Leadership in Data Science: Lessons Learned From Time Invested in Helping to Build the Field
As universities work to develop and advance campus-wide data science programs, what does leadership look like? Dean Patrick J. Wolfe joins the discussion in this article from the Harvard Data Science Review.
Congratulations are in order both to UC Berkeley and to my good friend Jennifer Chayes in thoughtfully forging stunning intellectual raw materials into a world-class data science effort (“Data Science and Computing at UC Berkeley,” this issue). Bearing in mind that of course free advice is worth precisely what you pay for it, I shall nevertheless attempt by this discussion to offer up a few time-tested observations on leadership in data science, which might hopefully also prove useful to the broader community. These reflections are gleaned from many years of efforts—some objectively successful and others less so—invested in everything from subject-matter teaching and multi-investigator, multidisciplinary grants, through to academic centers, professional society initiatives, and national institutes. (And yes, in case, dear reader, that you are curious, I certainly do have the bruises to prove it!)

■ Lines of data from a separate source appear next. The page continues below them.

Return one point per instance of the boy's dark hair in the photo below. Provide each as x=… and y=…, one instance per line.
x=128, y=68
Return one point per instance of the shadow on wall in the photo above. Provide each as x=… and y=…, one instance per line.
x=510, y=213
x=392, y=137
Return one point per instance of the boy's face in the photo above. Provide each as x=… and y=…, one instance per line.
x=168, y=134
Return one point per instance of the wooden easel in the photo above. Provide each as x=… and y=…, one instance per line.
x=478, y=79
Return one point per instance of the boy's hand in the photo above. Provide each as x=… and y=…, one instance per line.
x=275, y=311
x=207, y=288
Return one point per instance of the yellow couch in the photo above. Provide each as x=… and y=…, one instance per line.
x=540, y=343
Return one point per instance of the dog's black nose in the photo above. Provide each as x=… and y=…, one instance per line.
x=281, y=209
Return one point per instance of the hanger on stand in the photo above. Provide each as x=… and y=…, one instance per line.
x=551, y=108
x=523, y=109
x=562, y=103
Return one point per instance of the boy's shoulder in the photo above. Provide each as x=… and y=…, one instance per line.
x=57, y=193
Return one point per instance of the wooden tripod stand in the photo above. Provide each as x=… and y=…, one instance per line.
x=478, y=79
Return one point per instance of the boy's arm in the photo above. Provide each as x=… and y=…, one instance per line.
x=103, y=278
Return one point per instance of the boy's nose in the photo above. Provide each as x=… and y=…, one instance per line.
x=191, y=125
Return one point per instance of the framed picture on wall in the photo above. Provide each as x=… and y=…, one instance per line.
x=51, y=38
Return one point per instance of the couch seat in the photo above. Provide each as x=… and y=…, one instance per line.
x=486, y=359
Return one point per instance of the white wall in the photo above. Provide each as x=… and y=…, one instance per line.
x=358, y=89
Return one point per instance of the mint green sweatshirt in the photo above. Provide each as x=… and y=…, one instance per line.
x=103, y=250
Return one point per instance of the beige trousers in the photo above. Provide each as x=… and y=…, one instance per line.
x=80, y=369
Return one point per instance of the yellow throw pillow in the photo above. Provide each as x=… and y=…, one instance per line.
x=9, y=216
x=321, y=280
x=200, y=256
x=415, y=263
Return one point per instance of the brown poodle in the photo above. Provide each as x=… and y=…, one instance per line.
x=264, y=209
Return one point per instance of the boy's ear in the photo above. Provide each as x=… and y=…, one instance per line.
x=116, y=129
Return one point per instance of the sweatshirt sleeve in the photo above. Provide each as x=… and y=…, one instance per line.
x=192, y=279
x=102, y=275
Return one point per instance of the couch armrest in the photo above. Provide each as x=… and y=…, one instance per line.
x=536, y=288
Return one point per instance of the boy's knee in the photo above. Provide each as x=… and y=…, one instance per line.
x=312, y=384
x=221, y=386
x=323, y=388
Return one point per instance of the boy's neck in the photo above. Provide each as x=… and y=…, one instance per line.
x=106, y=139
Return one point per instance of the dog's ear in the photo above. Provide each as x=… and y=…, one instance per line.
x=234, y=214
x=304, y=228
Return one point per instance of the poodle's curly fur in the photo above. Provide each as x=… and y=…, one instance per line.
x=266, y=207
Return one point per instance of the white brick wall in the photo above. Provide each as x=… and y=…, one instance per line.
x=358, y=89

A few words about my background: My current ‘day jobs’ include looking after the mathematical, computing, and natural sciences at Purdue University as dean, helping the new National Science Foundation-funded Institute for Mathematical and Statistical Innovation as its board chair, and serving as a trustee and non-executive director of the national Alan Turing Institute in London. Notwithstanding these affiliations, this article is written in a purely personal capacity, and all opinions, along with any omissions or errors, are entirely my own.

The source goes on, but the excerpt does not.